Le rôle du réensauvagement trophique
Le réensauvagement trophique consiste à réintroduire des espèces clés, souvent des prédateurs, pour restaurer les interactions écologiques naturelles. Par exemple, la réintroduction de loups dans le Parc National de Yellowstone a eu des effets en cascade, modifiant le comportement des élans et favorisant la repousse de la végétation. De tels changements peuvent influencer la distribution et l'abondance des hôtes de pathogènes.
Une étude de Stier et al. (2016) a montré comment le rétablissement des prédateurs supérieurs peut avoir des effets complexes sur les écosystèmes. Dans le contexte des maladies zoonotiques, cela pourrait signifier une réduction des populations de rongeurs porteurs de virus, par exemple, grâce à une augmentation des prédateurs naturels.
Exemple de Réensauvagement
Le projet de réintroduction de 2000 rhinocéros par African Parks vise à restaurer des populations clés, ce qui peut avoir un impact significatif sur la santé de l'écosystème et, potentiellement, sur la dynamique des maladies.
Cependant, les effets du réensauvagement ne sont pas immédiats. Il peut y avoir un délai significatif entre la réintroduction d'espèces et la manifestation des bénéfices écologiques complets. Cette période doit être prise en compte dans la planification et l'évaluation des projets.
L'importance des études robustes et de l'engagement local
Pour évaluer l'impact réel de la restauration sur les risques zoonotiques, des études scientifiques rigoureuses sont indispensables. Cela inclut l'utilisation de groupes témoins, la collecte de données sur de longues périodes et la prise en compte de multiples variables environnementales.
Les facteurs confondants, tels que les changements climatiques ou les variations socio-économiques, peuvent masquer ou amplifier les effets de la restauration. Il est donc crucial de développer des modèles statistiques sophistiqués pour isoler l'impact spécifique des interventions.

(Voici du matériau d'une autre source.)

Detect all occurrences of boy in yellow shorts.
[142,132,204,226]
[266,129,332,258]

L'engagement des communautés locales est également un facteur de succès majeur. Les populations indigènes et les communautés locales possèdent souvent des connaissances écologiques traditionnelles précieuses. Leur participation à la conception et à la mise en œuvre des projets de restauration peut améliorer l'efficacité et la durabilité des actions.
- Les projets de restauration communautaire au Mexique ont montré que l'intégration des perceptions locales et des connaissances traditionnelles est essentielle (Ortega-Álvarez et al., 2022).

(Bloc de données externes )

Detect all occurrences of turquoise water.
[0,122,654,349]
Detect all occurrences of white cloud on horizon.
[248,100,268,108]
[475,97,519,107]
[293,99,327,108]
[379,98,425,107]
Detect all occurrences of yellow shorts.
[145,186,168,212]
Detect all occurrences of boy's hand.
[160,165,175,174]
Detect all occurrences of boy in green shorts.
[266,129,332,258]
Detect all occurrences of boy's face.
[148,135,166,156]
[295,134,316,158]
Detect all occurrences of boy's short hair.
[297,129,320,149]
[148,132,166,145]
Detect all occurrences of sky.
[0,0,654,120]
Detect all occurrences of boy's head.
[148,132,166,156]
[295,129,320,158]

- L'initiative 'Green Aral Sea' du PNUD, qui vise à planter une forêt sur le lit asséché de la mer d'Aral, est un exemple d'effort de restauration à grande échelle nécessitant un engagement communautaire fort.
En somme, une approche adaptative de la restauration des écosystèmes, intégrant ces six considérations, est essentielle pour réduire les risques de maladies zoonotiques et renforcer la sécurité sanitaire mondiale.